Question

a lunch stand makes a $.75 profit on each chef's salad and $1.20 profit on each caesar salad. On a typical weekday, it sells between 40 and 60 chefs salads and between 35 and 50 caesar salads. the total number sold has never exceed 100 salads. how many of each type should be prepared in order to maximize profit?

Answer 1

Answer:

50 Chef's salads and 50 Caesar salads should be prepared in order to maximize profit.

Step-by-step explanation:

Suppose, the number of Chef's salad is $x$ and the number of Caesar salad is $y$

On a typical weekday, it sells between 40 and 60 Chefs salads and between 35 and 50 Caesar salads.

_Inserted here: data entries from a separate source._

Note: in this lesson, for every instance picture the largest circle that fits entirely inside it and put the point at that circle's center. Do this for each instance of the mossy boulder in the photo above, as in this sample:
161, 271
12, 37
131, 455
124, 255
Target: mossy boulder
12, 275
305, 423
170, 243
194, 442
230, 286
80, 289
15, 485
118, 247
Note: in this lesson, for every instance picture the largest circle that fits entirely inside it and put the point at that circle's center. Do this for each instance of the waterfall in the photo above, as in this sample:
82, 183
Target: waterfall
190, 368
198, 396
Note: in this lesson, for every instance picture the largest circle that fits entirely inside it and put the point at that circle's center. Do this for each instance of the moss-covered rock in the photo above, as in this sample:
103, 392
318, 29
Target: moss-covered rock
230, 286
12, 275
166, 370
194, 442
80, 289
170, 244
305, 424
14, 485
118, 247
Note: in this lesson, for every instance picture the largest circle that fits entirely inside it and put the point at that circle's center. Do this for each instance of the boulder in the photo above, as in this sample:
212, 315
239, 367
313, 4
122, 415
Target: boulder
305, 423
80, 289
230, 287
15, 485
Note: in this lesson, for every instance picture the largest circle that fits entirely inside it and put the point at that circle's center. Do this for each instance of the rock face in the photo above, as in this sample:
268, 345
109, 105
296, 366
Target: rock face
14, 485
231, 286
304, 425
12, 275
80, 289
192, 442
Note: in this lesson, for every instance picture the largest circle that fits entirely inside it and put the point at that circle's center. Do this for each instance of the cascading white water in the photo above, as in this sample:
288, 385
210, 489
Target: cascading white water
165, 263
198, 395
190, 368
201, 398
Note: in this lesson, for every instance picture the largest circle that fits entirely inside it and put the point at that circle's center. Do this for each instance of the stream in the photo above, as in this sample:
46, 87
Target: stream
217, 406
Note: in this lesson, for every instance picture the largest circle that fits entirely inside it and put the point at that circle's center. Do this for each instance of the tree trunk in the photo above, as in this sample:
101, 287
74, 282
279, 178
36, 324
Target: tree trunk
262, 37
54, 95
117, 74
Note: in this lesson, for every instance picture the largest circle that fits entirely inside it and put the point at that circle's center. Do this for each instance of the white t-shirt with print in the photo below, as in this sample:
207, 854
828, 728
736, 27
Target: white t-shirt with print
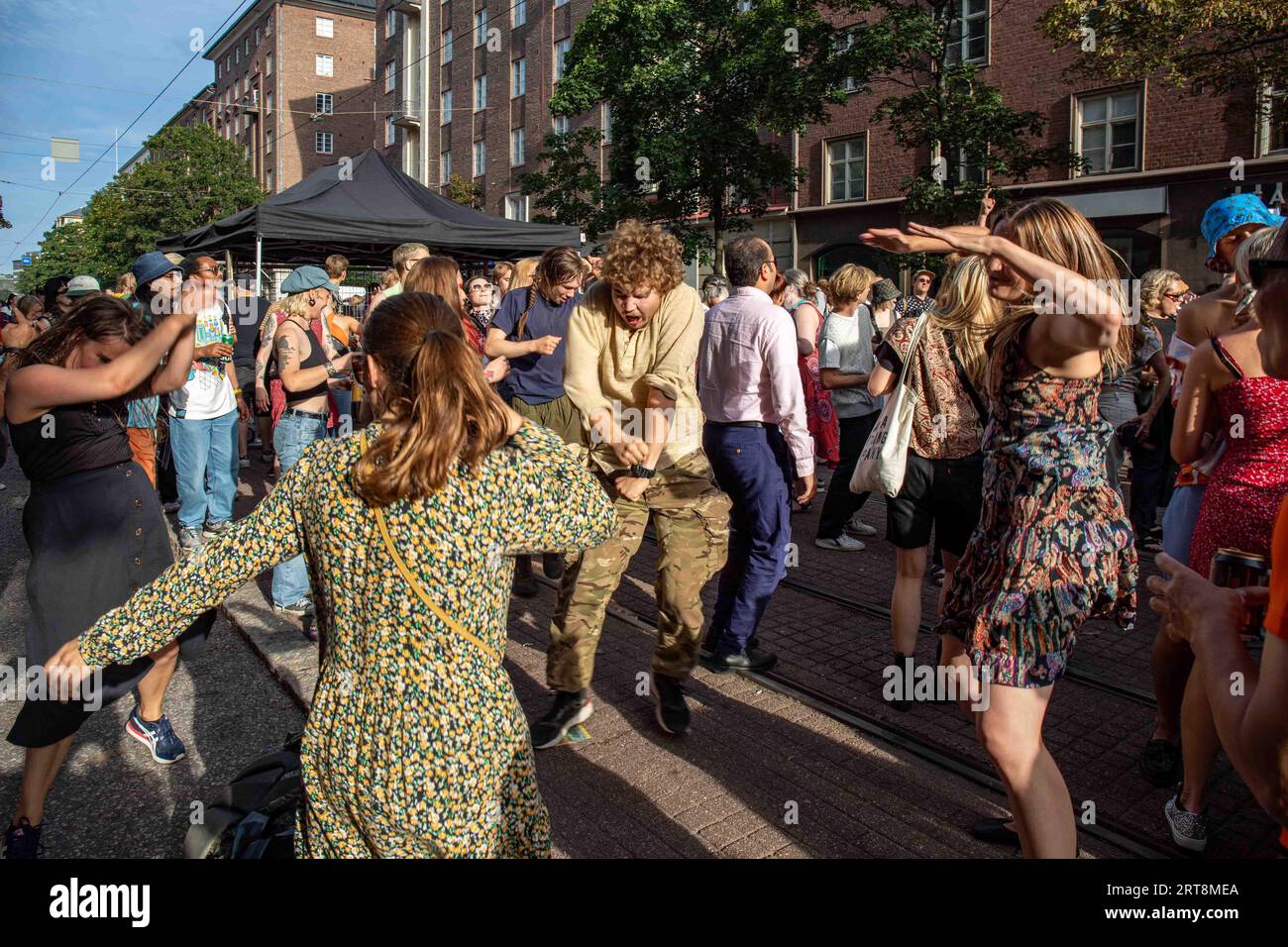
209, 392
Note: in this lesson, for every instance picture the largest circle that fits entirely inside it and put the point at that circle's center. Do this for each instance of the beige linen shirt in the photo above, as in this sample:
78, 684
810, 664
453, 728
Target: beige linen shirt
610, 367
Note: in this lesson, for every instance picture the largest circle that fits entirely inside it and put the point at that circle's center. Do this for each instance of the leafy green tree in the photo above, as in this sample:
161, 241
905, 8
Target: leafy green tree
1205, 47
703, 97
192, 178
64, 250
465, 191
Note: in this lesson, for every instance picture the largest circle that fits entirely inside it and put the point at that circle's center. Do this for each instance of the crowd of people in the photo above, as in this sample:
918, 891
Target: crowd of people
430, 444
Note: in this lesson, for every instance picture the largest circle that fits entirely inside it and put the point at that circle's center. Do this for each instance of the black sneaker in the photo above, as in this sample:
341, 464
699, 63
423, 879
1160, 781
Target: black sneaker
1160, 763
24, 840
524, 582
673, 712
552, 564
995, 831
747, 660
570, 710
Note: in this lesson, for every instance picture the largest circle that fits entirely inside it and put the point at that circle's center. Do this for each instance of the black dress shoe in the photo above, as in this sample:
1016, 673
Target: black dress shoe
748, 660
673, 712
524, 582
995, 831
552, 564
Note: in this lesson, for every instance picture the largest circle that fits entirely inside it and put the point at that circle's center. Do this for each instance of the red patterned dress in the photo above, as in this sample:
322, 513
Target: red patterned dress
1250, 479
819, 414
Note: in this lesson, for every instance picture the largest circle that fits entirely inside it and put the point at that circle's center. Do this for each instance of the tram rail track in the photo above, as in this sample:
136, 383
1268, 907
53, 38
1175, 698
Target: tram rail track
944, 758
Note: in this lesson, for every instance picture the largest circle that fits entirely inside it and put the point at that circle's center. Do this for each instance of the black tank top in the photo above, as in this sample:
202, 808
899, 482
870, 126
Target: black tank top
316, 359
72, 438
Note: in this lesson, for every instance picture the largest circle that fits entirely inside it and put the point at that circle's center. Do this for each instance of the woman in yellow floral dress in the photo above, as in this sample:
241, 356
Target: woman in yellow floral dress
416, 745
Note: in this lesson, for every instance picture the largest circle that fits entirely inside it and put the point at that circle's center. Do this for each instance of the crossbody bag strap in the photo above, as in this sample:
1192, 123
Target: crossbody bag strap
965, 379
523, 320
419, 589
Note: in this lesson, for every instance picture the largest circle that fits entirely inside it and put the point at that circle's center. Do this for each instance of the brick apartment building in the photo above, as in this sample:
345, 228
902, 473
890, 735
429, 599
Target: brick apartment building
449, 102
294, 85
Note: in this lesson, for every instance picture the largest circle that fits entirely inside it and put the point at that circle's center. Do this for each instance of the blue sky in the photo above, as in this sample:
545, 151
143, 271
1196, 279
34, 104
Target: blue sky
130, 47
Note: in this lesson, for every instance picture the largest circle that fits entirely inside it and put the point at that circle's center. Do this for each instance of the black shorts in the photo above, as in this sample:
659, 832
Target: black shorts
944, 495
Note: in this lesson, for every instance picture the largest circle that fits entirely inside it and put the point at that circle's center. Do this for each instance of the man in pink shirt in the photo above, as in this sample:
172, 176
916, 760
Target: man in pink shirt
758, 444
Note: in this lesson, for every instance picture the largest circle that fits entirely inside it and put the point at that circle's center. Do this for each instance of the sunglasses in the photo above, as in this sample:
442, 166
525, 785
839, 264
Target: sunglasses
1260, 268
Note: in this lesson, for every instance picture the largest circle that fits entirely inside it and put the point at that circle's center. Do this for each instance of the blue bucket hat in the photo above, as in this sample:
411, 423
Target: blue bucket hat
308, 278
1231, 213
151, 266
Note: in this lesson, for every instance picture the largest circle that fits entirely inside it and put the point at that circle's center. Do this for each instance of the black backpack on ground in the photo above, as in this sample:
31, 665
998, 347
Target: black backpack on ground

So, the two constraints are:  $40\leq x\leq 60$ and  $35\leq y\leq 50$

The total number sold has never exceed 100 salads. So, another constraint will be:   $x+y\leq 100$

According to the graph of the constraints, the vertices of the common shaded region are:  $(40,35), (60,35), (60,40), (50,50)$ and $(40,50)$   (Refer to the attached image for the graph)

The lunch stand makes a $.75 profit on each Chef's salad and $1.20 profit on each Caesar salad. So, the profit function will be:  $P=0.75x+1.20y$

For  (40, 35) ,   $P=0.75(40)+1.20(35)=72$

For  (60, 35) ,   $P=0.75(60)+1.20(35)=87$

For  (60, 40) ,   $P=0.75(60)+1.20(40)=93$

For  (50, 50) ,   $P=0.75(50)+1.20(50)=97.5$ (Maximum)

For  (40, 50) ,   $P=0.75(40)+1.20(50)=90$

Profit will be maximum when $x=50$ and $y=50$

Thus, 50 Chef's salads and 50 Caesar salads should be prepared in order to maximize profit.